Allow to use a dedicated process for each job#3563
Allow to use a dedicated process for each job#3563yguedidi wants to merge 6 commits intorectorphp:mainfrom
Conversation
|
Challenge results: I wrote this PR on Chrome while running Rector from PhpStorm 😎 🎉 |
|
Could you fix the phsptan notice https://github.com/rectorphp/rector-src/actions/runs/4613330600/jobs/8155197723?pr=3563? |
@samsonasik not sure it's worth it for now, as this is a proof of concept, it will not be merged as is for sure, and the implementation will completely change for sure if the idea gets accepted 🙂 |
|
when using default |
Of course! I meant a fourth parameter |
|
Wow really cool 💙 When i wasn't able to run rector on our project in one go (after my performance and memory fixes), i thought about the same approach to keep the memory consumption stable in runs on larger codebases, but didn't have the time to actually try that out. So really cool that you had that idea as well and were able to get it working 👍
It's not only the cost to start a process, but under the hood rector and phpstan also use a lot of internal caching and memoization, and with each new process those caches are empty again, that's why it's all about finding the balance between reusing a process or starting a new one.
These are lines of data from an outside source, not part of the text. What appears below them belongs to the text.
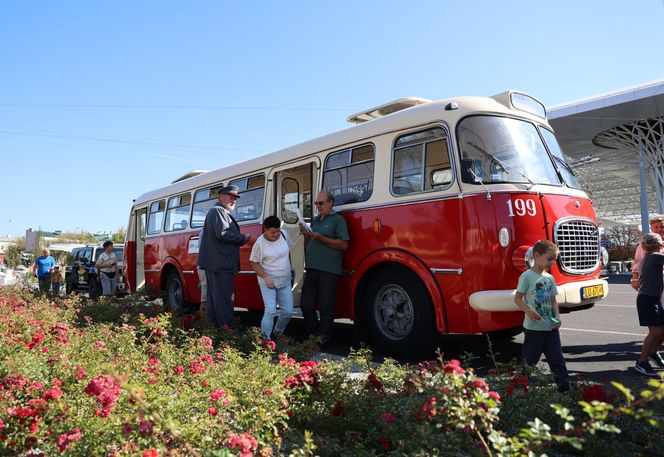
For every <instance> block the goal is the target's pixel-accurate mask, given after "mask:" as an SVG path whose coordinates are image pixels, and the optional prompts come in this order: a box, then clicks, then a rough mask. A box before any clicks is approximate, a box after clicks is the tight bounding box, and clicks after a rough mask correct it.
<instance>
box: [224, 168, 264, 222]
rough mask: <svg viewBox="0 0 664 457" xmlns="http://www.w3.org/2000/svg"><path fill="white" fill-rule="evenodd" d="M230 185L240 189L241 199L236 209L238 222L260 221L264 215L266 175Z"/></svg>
mask: <svg viewBox="0 0 664 457" xmlns="http://www.w3.org/2000/svg"><path fill="white" fill-rule="evenodd" d="M228 185H229V186H238V187H239V188H240V198H238V199H237V203H236V207H235V219H236V220H237V221H238V222H242V221H251V220H254V219H259V218H260V217H261V215H262V214H263V197H264V196H265V175H262V174H261V175H254V176H250V177H248V178H242V179H236V180H235V181H231V182H230V183H228Z"/></svg>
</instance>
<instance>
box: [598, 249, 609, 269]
mask: <svg viewBox="0 0 664 457" xmlns="http://www.w3.org/2000/svg"><path fill="white" fill-rule="evenodd" d="M599 254H600V257H601V262H602V266H603V267H604V266H606V265H607V264H608V263H609V251H607V250H606V248H605V247H604V246H600V248H599Z"/></svg>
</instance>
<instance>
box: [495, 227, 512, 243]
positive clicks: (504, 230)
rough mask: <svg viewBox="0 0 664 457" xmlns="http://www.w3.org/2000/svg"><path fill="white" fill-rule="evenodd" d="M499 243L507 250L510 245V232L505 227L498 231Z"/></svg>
mask: <svg viewBox="0 0 664 457" xmlns="http://www.w3.org/2000/svg"><path fill="white" fill-rule="evenodd" d="M498 243H499V244H500V246H501V247H503V248H506V247H507V246H509V244H510V232H509V231H508V230H507V228H505V227H501V228H500V230H498Z"/></svg>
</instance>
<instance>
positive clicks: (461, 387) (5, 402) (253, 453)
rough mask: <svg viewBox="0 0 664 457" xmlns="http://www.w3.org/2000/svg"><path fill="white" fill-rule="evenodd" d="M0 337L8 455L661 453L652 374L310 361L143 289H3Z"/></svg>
mask: <svg viewBox="0 0 664 457" xmlns="http://www.w3.org/2000/svg"><path fill="white" fill-rule="evenodd" d="M0 338H1V341H0V357H1V359H2V364H1V365H0V454H3V455H24V456H39V455H43V456H50V455H76V456H78V455H80V456H89V455H100V456H125V455H131V456H164V455H170V456H185V455H187V456H189V455H193V456H203V455H205V456H237V455H241V456H251V455H261V456H270V455H275V456H277V455H293V456H307V455H309V456H313V455H321V456H324V455H330V456H332V455H358V456H362V455H423V456H424V455H450V454H451V455H487V454H491V455H521V454H527V453H528V452H532V453H534V454H543V453H546V454H547V455H557V454H559V455H570V454H574V453H585V452H590V453H593V454H594V453H597V454H599V453H602V454H604V455H636V454H653V455H654V454H655V453H657V452H661V451H659V449H660V448H661V445H662V440H661V438H659V435H661V433H660V431H659V430H658V429H657V428H656V427H657V425H658V419H659V417H661V414H662V405H661V400H662V398H663V397H664V387H663V386H662V384H661V383H659V381H652V382H651V386H650V388H649V389H648V390H646V391H644V392H642V394H641V396H640V397H639V398H635V397H633V395H632V393H631V392H630V391H628V390H627V389H624V388H623V387H622V386H619V385H617V386H616V387H615V388H612V389H609V388H608V387H605V386H599V385H592V384H584V383H579V384H578V385H577V386H575V388H574V389H573V391H572V392H571V393H569V394H567V395H563V394H559V393H557V392H556V391H555V388H554V387H552V386H551V382H550V379H549V378H548V377H547V376H545V375H542V374H540V373H533V372H523V371H521V370H519V371H516V370H515V368H514V367H498V369H497V370H495V371H492V372H491V373H490V374H489V375H488V376H487V377H486V378H480V377H478V376H477V375H476V374H475V373H474V372H473V370H472V369H467V368H465V367H464V366H462V364H461V363H460V362H459V361H457V360H444V359H443V358H442V357H441V358H440V360H438V361H428V362H422V363H420V364H418V365H416V366H409V365H402V364H398V363H396V362H394V361H391V360H387V361H385V362H384V363H382V364H380V365H377V364H374V363H372V361H371V355H370V353H369V352H368V351H366V350H360V351H357V352H354V353H352V354H351V356H350V357H348V358H347V359H345V360H343V361H326V360H312V359H311V358H310V357H309V356H310V355H311V349H312V346H311V343H310V342H309V343H306V344H295V343H293V342H292V341H289V340H288V339H286V338H282V339H280V340H279V341H277V342H276V344H275V342H264V341H262V340H261V339H260V332H259V330H258V329H256V328H246V329H243V328H241V327H240V326H238V327H234V328H228V329H223V330H221V331H217V330H214V329H211V328H209V327H207V326H206V325H205V324H204V323H203V322H201V321H200V320H196V319H195V318H193V317H191V316H178V315H173V314H170V313H167V312H164V310H163V309H162V308H161V307H160V306H155V305H154V304H153V303H151V302H149V301H146V300H145V299H142V298H140V297H128V298H126V299H124V300H121V301H119V302H117V303H115V302H108V301H100V302H89V301H87V300H86V299H82V298H66V299H59V300H57V301H56V302H51V301H48V300H46V299H43V298H39V297H36V296H34V295H33V294H32V293H30V292H29V291H28V290H26V289H21V288H18V287H6V288H0ZM511 370H514V371H511ZM616 392H621V393H620V395H618V394H617V393H616ZM554 404H557V405H558V406H552V405H554ZM618 432H620V433H618Z"/></svg>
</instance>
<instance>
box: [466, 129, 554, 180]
mask: <svg viewBox="0 0 664 457" xmlns="http://www.w3.org/2000/svg"><path fill="white" fill-rule="evenodd" d="M458 136H459V144H460V151H461V159H462V160H461V164H462V165H461V166H462V170H461V175H462V177H463V180H464V182H468V183H475V184H489V183H528V184H531V185H532V184H553V185H560V184H561V183H560V179H559V178H558V174H557V173H556V169H555V168H554V166H553V163H552V162H551V157H550V156H549V154H548V153H547V150H546V148H545V146H544V143H542V139H541V137H540V135H539V133H538V131H537V127H535V125H533V124H531V123H530V122H526V121H522V120H519V119H511V118H507V117H497V116H472V117H467V118H466V119H464V120H462V121H461V122H460V123H459V127H458Z"/></svg>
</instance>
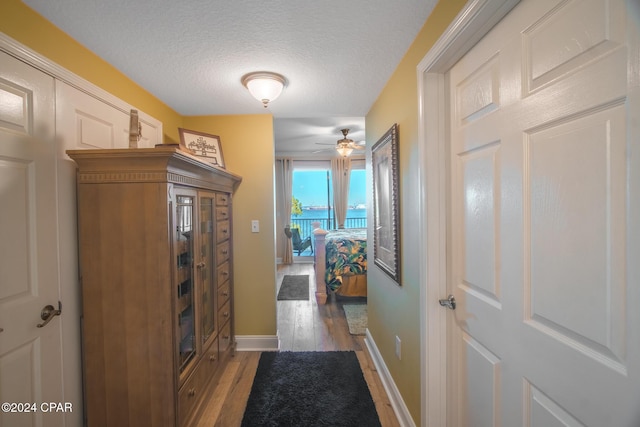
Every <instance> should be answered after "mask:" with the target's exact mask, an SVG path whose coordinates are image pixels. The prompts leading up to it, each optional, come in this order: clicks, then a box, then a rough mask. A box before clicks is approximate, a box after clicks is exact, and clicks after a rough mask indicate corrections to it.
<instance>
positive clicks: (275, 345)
mask: <svg viewBox="0 0 640 427" xmlns="http://www.w3.org/2000/svg"><path fill="white" fill-rule="evenodd" d="M279 349H280V339H278V336H277V335H236V350H237V351H278V350H279Z"/></svg>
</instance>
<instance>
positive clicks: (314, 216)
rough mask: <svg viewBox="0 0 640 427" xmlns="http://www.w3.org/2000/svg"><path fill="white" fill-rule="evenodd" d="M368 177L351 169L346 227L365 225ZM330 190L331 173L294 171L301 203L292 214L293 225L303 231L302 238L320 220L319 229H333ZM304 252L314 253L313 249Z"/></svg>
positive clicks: (304, 254)
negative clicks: (330, 206)
mask: <svg viewBox="0 0 640 427" xmlns="http://www.w3.org/2000/svg"><path fill="white" fill-rule="evenodd" d="M365 183H366V178H365V171H364V170H352V171H351V179H350V186H349V200H348V203H349V206H350V208H349V209H348V210H347V218H346V221H345V228H366V227H367V209H366V206H365V201H366V187H365V185H366V184H365ZM332 193H333V191H332V190H331V173H330V172H329V171H327V170H294V172H293V198H294V200H295V201H297V202H298V203H299V207H300V208H301V209H300V210H296V209H295V208H294V209H293V211H294V212H296V211H297V214H295V213H292V215H291V223H290V224H291V227H292V228H298V229H299V230H300V237H301V239H303V240H304V239H305V238H307V237H308V236H311V233H312V231H313V227H312V226H311V224H312V223H313V222H319V223H320V228H323V229H325V230H332V229H334V228H336V227H335V226H334V223H333V209H328V208H327V206H328V205H329V203H330V201H331V200H332V198H333V194H332ZM301 255H303V256H305V255H307V256H308V255H311V249H307V250H305V252H304V253H302V254H301Z"/></svg>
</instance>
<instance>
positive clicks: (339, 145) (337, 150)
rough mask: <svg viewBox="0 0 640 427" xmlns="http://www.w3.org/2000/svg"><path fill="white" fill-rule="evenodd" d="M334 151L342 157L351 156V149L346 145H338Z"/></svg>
mask: <svg viewBox="0 0 640 427" xmlns="http://www.w3.org/2000/svg"><path fill="white" fill-rule="evenodd" d="M336 151H337V152H338V154H340V155H341V156H342V157H348V156H349V154H351V152H352V151H353V148H351V147H349V146H348V145H339V146H337V147H336Z"/></svg>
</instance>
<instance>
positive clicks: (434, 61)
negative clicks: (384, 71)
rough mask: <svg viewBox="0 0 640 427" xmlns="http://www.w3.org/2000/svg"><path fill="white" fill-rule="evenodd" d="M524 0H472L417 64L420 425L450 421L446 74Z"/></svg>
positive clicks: (446, 109) (457, 16)
mask: <svg viewBox="0 0 640 427" xmlns="http://www.w3.org/2000/svg"><path fill="white" fill-rule="evenodd" d="M519 1H520V0H472V1H469V2H468V3H467V4H466V5H465V7H464V8H463V9H462V10H461V11H460V13H459V14H458V15H457V16H456V18H455V19H454V20H453V22H452V23H451V24H450V25H449V27H448V28H447V29H446V30H445V32H444V33H443V34H442V36H441V37H440V38H439V39H438V41H437V42H436V43H435V44H434V45H433V47H432V48H431V49H430V50H429V52H427V54H426V55H425V57H424V58H423V60H422V61H421V62H420V63H419V64H418V66H417V74H418V75H417V78H418V111H419V113H418V116H419V117H418V121H419V123H418V153H419V158H420V167H419V182H420V199H419V201H420V205H419V212H420V216H419V217H420V218H425V220H424V221H423V222H421V223H420V225H419V233H420V236H421V239H420V242H421V245H420V248H419V250H420V253H419V256H420V259H422V260H424V262H422V263H420V337H421V346H420V368H421V386H420V388H421V396H422V399H421V400H422V402H423V404H422V405H421V414H420V416H421V425H423V426H429V427H435V426H443V427H444V426H446V425H447V359H448V357H447V356H448V353H449V349H448V348H447V323H446V319H447V316H446V314H447V311H446V309H444V308H442V307H440V305H439V303H438V300H439V299H440V298H446V293H447V240H446V236H447V192H446V190H447V182H448V168H447V160H446V159H447V154H446V153H447V151H446V144H447V141H448V133H447V130H446V123H447V111H448V109H447V104H448V102H447V98H446V90H445V74H446V73H447V71H448V70H449V69H450V68H451V67H452V66H453V65H454V64H455V63H456V62H457V61H458V60H459V59H460V58H461V57H462V56H464V55H465V54H466V53H467V52H468V51H469V50H470V49H471V48H472V47H473V46H474V45H475V44H476V43H477V42H478V41H480V39H482V37H484V35H485V34H487V33H488V32H489V30H491V28H492V27H493V26H494V25H496V24H497V23H498V22H499V21H500V20H501V19H502V18H503V17H504V16H505V15H506V14H507V13H508V12H509V11H510V10H511V9H513V8H514V7H515V6H516V5H517V4H518V3H519Z"/></svg>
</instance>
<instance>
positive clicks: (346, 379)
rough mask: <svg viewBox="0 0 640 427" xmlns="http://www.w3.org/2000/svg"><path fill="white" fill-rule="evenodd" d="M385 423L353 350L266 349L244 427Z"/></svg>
mask: <svg viewBox="0 0 640 427" xmlns="http://www.w3.org/2000/svg"><path fill="white" fill-rule="evenodd" d="M258 426H271V427H276V426H304V427H308V426H331V427H362V426H367V427H376V426H380V420H379V418H378V413H377V412H376V408H375V405H374V403H373V400H372V399H371V393H369V388H368V387H367V383H366V381H365V379H364V376H363V375H362V370H361V369H360V364H359V363H358V357H357V356H356V354H355V353H354V352H352V351H329V352H283V353H276V352H267V353H262V355H261V356H260V361H259V363H258V370H257V371H256V377H255V379H254V381H253V386H252V388H251V394H250V395H249V401H248V402H247V409H246V411H245V413H244V418H243V419H242V427H258Z"/></svg>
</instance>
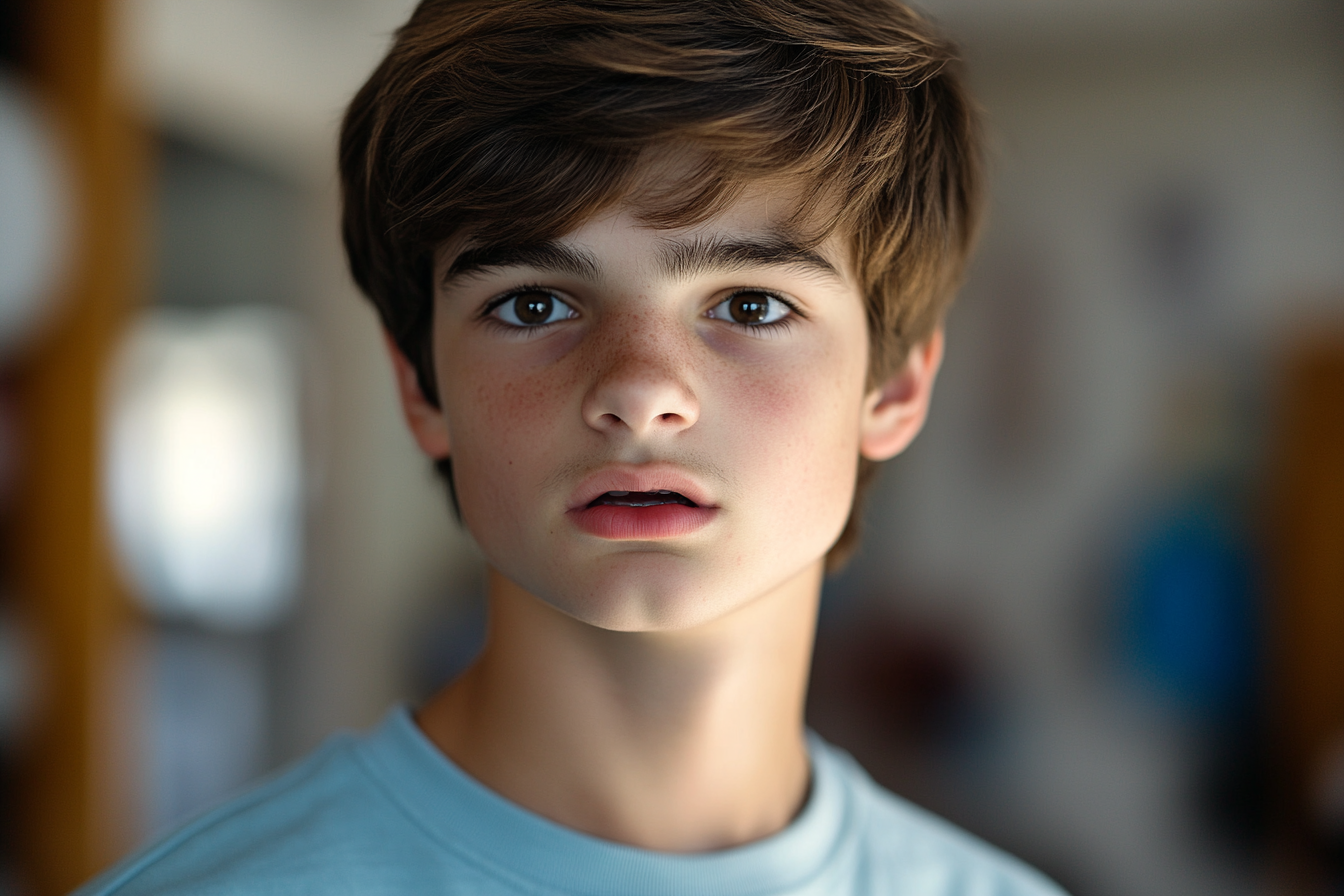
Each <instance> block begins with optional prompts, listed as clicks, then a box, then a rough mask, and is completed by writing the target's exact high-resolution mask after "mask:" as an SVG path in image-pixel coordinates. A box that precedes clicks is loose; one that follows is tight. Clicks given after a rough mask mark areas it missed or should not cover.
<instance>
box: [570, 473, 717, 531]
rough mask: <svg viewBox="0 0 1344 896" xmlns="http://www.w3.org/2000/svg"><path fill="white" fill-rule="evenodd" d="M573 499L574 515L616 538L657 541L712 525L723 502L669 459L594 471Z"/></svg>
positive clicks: (596, 527) (571, 509)
mask: <svg viewBox="0 0 1344 896" xmlns="http://www.w3.org/2000/svg"><path fill="white" fill-rule="evenodd" d="M575 498H577V500H575V501H574V502H573V504H571V505H570V506H571V509H570V512H569V517H570V520H571V521H573V523H574V524H575V525H577V527H578V528H579V529H582V531H583V532H586V533H587V535H593V536H597V537H599V539H605V540H612V541H657V540H661V539H675V537H680V536H684V535H689V533H692V532H695V531H698V529H700V528H703V527H706V525H708V524H710V523H711V521H712V520H714V517H715V516H718V512H719V508H718V506H716V505H714V504H711V500H710V497H708V496H707V494H706V492H704V489H703V488H702V486H700V485H699V484H698V482H695V481H694V480H691V478H689V477H687V476H685V474H684V473H681V472H680V470H677V469H675V467H671V466H665V465H648V466H638V467H614V469H607V470H602V472H599V473H598V474H595V476H593V477H589V478H587V480H586V481H585V482H583V485H581V486H579V489H578V492H577V494H575Z"/></svg>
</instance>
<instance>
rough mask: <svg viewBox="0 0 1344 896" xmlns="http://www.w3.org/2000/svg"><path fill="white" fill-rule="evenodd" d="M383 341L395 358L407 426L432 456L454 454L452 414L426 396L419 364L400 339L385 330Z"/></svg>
mask: <svg viewBox="0 0 1344 896" xmlns="http://www.w3.org/2000/svg"><path fill="white" fill-rule="evenodd" d="M383 344H384V345H387V353H388V355H390V356H391V359H392V375H394V376H395V377H396V395H398V398H401V400H402V412H403V414H405V415H406V426H409V427H410V430H411V435H413V437H415V443H417V445H419V447H421V450H422V451H425V454H427V455H429V457H431V458H434V459H435V461H437V459H442V458H446V457H448V455H449V454H450V447H452V441H450V439H449V433H448V416H445V414H444V411H442V410H439V408H438V407H437V406H434V403H433V402H430V400H429V399H427V398H425V392H423V390H421V386H419V376H418V375H417V373H415V365H414V364H411V363H410V360H409V359H407V357H406V355H403V353H402V349H401V348H399V347H398V345H396V341H395V340H394V339H392V337H391V336H390V334H388V333H387V330H383Z"/></svg>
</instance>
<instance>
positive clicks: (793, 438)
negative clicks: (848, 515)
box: [722, 352, 863, 532]
mask: <svg viewBox="0 0 1344 896" xmlns="http://www.w3.org/2000/svg"><path fill="white" fill-rule="evenodd" d="M726 386H728V388H727V390H726V391H724V394H723V399H722V400H723V404H722V407H723V410H724V418H726V427H724V430H726V431H727V433H728V435H727V438H728V439H730V441H731V443H732V449H731V450H732V454H734V455H735V457H738V458H739V462H738V463H737V465H735V467H737V470H739V472H741V474H742V476H743V478H746V480H750V481H751V482H753V489H755V490H758V493H761V494H765V496H767V497H769V500H767V501H766V502H765V504H766V505H767V506H769V508H770V513H773V514H789V516H785V517H784V519H817V521H818V524H820V523H821V521H823V520H821V519H820V517H824V520H825V525H827V527H831V524H835V527H836V532H839V528H837V527H839V525H843V523H844V517H845V516H847V514H848V508H849V501H851V497H852V488H853V476H855V469H856V465H857V457H859V414H860V407H862V400H863V371H862V364H855V363H853V361H852V359H848V357H845V356H844V355H839V353H833V352H814V353H808V355H806V356H798V357H793V359H790V361H789V363H788V364H785V365H778V367H775V368H774V369H769V368H762V369H759V371H750V369H747V371H743V372H742V373H739V375H738V376H737V377H732V379H730V382H728V383H726ZM831 517H837V519H831Z"/></svg>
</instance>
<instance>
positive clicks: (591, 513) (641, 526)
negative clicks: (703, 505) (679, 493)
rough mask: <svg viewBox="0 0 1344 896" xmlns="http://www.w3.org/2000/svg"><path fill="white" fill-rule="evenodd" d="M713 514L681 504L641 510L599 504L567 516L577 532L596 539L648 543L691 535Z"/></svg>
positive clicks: (626, 506)
mask: <svg viewBox="0 0 1344 896" xmlns="http://www.w3.org/2000/svg"><path fill="white" fill-rule="evenodd" d="M714 512H715V509H714V508H699V506H696V508H692V506H687V505H684V504H656V505H653V506H644V508H632V506H618V505H614V504H599V505H597V506H591V508H582V509H579V510H571V512H570V513H571V514H573V516H574V523H575V524H577V525H578V527H579V528H581V529H583V531H585V532H587V533H589V535H595V536H597V537H599V539H612V540H613V541H652V540H655V539H675V537H677V536H680V535H691V533H692V532H695V531H696V529H700V528H703V527H706V525H708V523H710V520H712V519H714Z"/></svg>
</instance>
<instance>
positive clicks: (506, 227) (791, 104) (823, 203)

My initial idea was to not tie the behaviour to the number of files per job, but to configure a So in the case of a machine with 12 cores and 16 GiB memory you can configure a $rectorConfig->parallel(maxNumberOfProcesses: 12, maxMemoryPerProcess: '1G', jobSize: 20);By default you could set What do you think? |
|
Thank you for your kind words!
To be honest I didn't thought about this idea! My first impression: usually when you set a max memory limit, it's because you want the memory usage to never go above. Maybe it's just a matter of the parameter wording to avoid this confusion. Next point is that we will need a userland memory usage management, is this a good thing? no strong opinion. me I know about the Symfony Stopwatch component that could be used Finally, your idea looks like changing the concept of "job": the current is file list based, this new is memory usage based |
|
@TomasVotruba @samsonasik to mention a real business case for being able to run Rector on a big project in one go: be able to set up Rector as a automated code review tool on an existing project. |
|
@TomasVotruba @samsonasik any feedback on the approach here? |
|
Hi @yguedidi , thanks for this feature proposal! There is quite a long discussion to follow, so only share my 2 cents: we mimic the PHPStan parallelism, as it has to match its workflow and is easier to maintain in case of PHPStan architecture changes in past and the future. Before going into code, I'd like to ask you 3 things:
Thank you |
I'll make it pass if this alternative way of running in parallel get accepted.
from description:
will depend on the parallel configuration, so with the following one
with job size of 100 (
This alternative way of parallelism better fit big projects configured with a high job size |
|
👍 from my side for this proposal, it basically solves the issues described here rectorphp/rector#7806 as well. |
|
@TomasVotruba would you accept this if I finalize it by making the alternative way configurable with a 4th optional parameter |
instead of having one more parameter I would choose something more complex with more flexibility. I tested the PR with one of the smaller more clean Code Paths I have.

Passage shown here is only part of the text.